Dreadlocks Spirale

5 Erstellungsmethoden von Dreadlocks:  Twist-and-Rip (Strähnchenmethode) – Backcombing und Häkeln – Rubbelmethode – Braidlocs & Synthetische Dreadlocks

Neben Fragen wie „Sind Dreadlocks hygienisch?“, „Wie wäscht man sie?“, „Können sie schimmeln?“ und „Darf ich sie anfassen?“ fragt man oft: „Wie entstehen Dreadlocks?“

Dreads brauchen Zeit — sie entstehen nicht in 30 Minuten. Je nach Methode können Herstellung und Reifezeiten von mehreren Stunden bis zu mehreren Monaten reichen. Auch danach benötigen frisch gebildete „Babydreads“ regelmäßige Pflege.

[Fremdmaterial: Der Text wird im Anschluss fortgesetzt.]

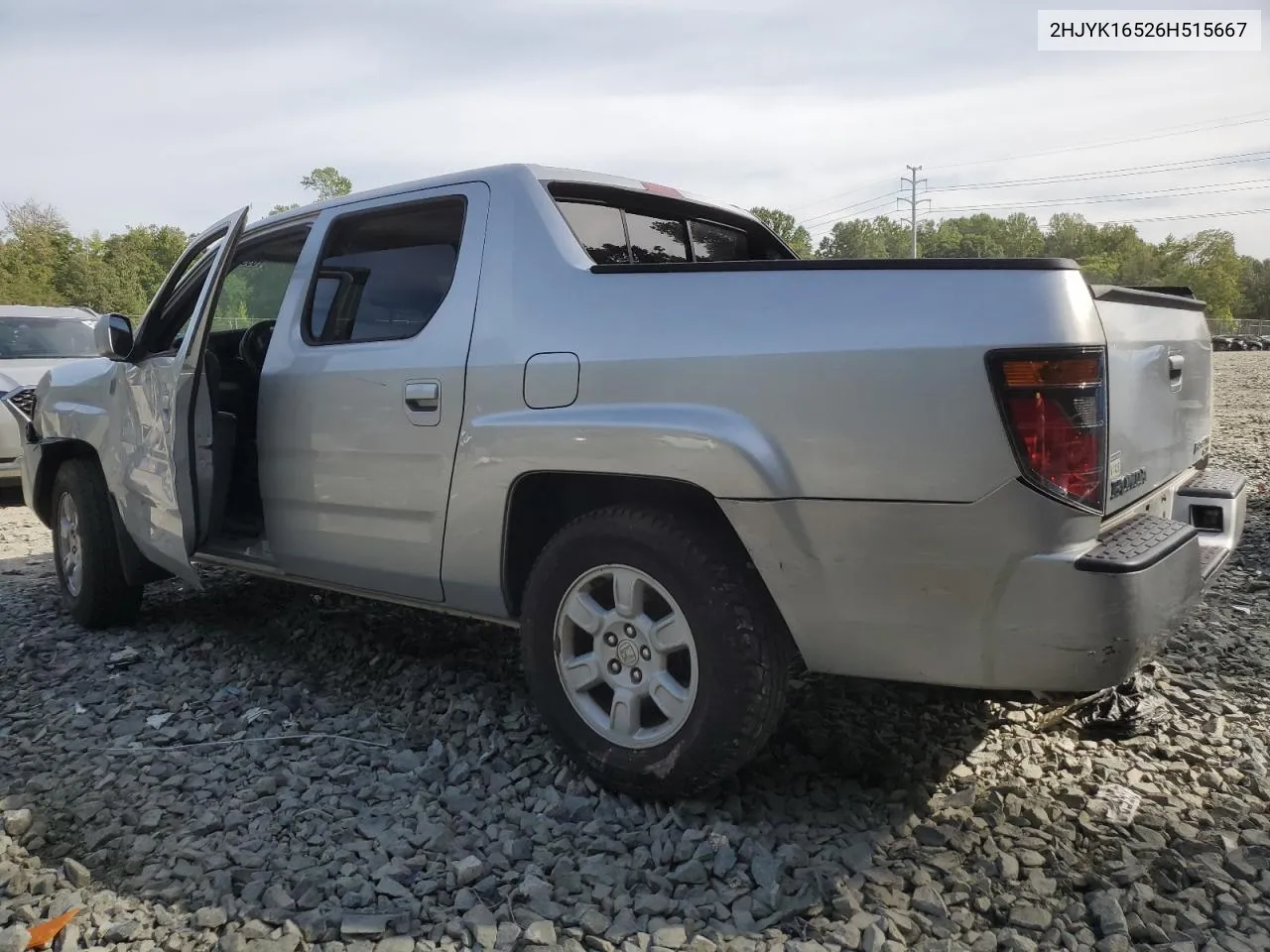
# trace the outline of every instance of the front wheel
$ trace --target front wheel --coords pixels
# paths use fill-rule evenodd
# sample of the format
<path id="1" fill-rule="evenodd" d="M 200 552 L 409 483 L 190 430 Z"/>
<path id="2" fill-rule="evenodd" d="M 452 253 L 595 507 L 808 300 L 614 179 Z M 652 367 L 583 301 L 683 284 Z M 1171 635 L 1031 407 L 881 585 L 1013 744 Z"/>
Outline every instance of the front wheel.
<path id="1" fill-rule="evenodd" d="M 119 566 L 110 499 L 95 461 L 69 459 L 53 479 L 53 565 L 62 604 L 85 628 L 136 621 L 141 586 Z"/>
<path id="2" fill-rule="evenodd" d="M 686 517 L 613 506 L 563 528 L 530 574 L 521 637 L 547 727 L 616 792 L 714 786 L 785 706 L 787 635 L 762 581 Z"/>

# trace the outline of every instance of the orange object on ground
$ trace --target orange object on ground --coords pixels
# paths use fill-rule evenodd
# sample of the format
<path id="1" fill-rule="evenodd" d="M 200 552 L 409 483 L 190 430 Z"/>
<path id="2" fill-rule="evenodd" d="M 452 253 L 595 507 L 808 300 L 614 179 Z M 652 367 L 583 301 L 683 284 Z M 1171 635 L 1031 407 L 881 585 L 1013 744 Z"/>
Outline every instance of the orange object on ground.
<path id="1" fill-rule="evenodd" d="M 57 933 L 70 925 L 71 919 L 79 915 L 77 909 L 71 909 L 69 913 L 62 913 L 56 919 L 50 919 L 47 923 L 41 923 L 39 925 L 32 925 L 30 938 L 27 941 L 27 948 L 48 948 L 53 939 L 57 938 Z"/>

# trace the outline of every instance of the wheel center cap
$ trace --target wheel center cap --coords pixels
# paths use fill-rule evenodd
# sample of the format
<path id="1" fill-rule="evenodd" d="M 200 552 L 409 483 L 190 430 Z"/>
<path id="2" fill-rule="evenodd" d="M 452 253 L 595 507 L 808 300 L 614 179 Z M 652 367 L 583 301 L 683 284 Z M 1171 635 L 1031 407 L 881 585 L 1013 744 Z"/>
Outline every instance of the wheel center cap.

5 Erstellungsmethoden von Dreadlocks

  1. Twist-and-Rip (Strähnchenmethode) Geeignet für sehr dünnes Haar oder dünne Dreads. Das Haar wird in Abteilungen eingeteilt, einzelne Strähnen mehrfach verdreht, geteilt und auseinandergezogen. So entstehen kleine Knoten, die bis nah an den Ansatz geschoben werden. Danach wird palmrolled und gehäkelt, um Form und Halt zu verbessern.
  2. Backcombing und Häkeln Die gebräuchlichste Methode: Gegen die Wuchsrichtung wird mit einem feinzinkigen Metallkamm getoupierte Strähnen erstellt, bis sie von selbst abstehen. Anschließend werden sie gehäkelt. Wichtig: gleichmäßige Dicke, nach unten hin konisch zulaufend, zwischendurch palmrollen. Dauert bei geübten Stylisten je nach Haardichte meist 1–2 Tage. Ergebnis: flexibel — dünne oder dicke Dreads möglich.
  3. Rubbelmethode
    Für Selbstmacher mit viel Geduld: Täglich 15-20 Minuten (oder länger) mit Handtuch/Waschlappen rubbeln. Nach Wochen bilden sich Babydreads; Ansätze werden separiert. Kann sehr lange dauern, in der Zwischenzeit sehen Haare ungekämmter aus und die Einteilung lässt sich kaum steuern.
  4. Braidlocs Haare werden zuerst zu Zöpfen geflochten — dadurch ist eine saubere Einteilung und gewünschte Ansatzdicke möglich. Mit der Zeit verfilzen die Braids; lose Haare können eingehäkelt werden. Regelmäßiges palmrollen hilft, Form und Festigkeit zu erhalten.
  5. Synthetische Dreadlocks
    Kunsthaar Locs werden eingeflochten oder eingearbeitet und sind schnell anzulegen. Gut zum Ausprobieren, für temporären Look oder wenn dauerhafte Dreads nicht praktikabel sind (z. B. beruflich). Es gibt viele Farben — dezent bis knallig.

Zusammenfassung
Die Wahl der Methode richtet sich nach Wunsch (dünn/dick, Länge) und Haartyp (dünn, dick, empfindliche Kopfhaut). Jede Methode hat Vor- und Nachteile und passt nicht zu jedem Kopf. Am besten lässt du dich von einerm Dreadstylistin beraten.

Tipp: Methoden kombinieren und zum Feinschliff die Häkelnadeltechnik einsetzen — das formt und stabilisiert frische Locs.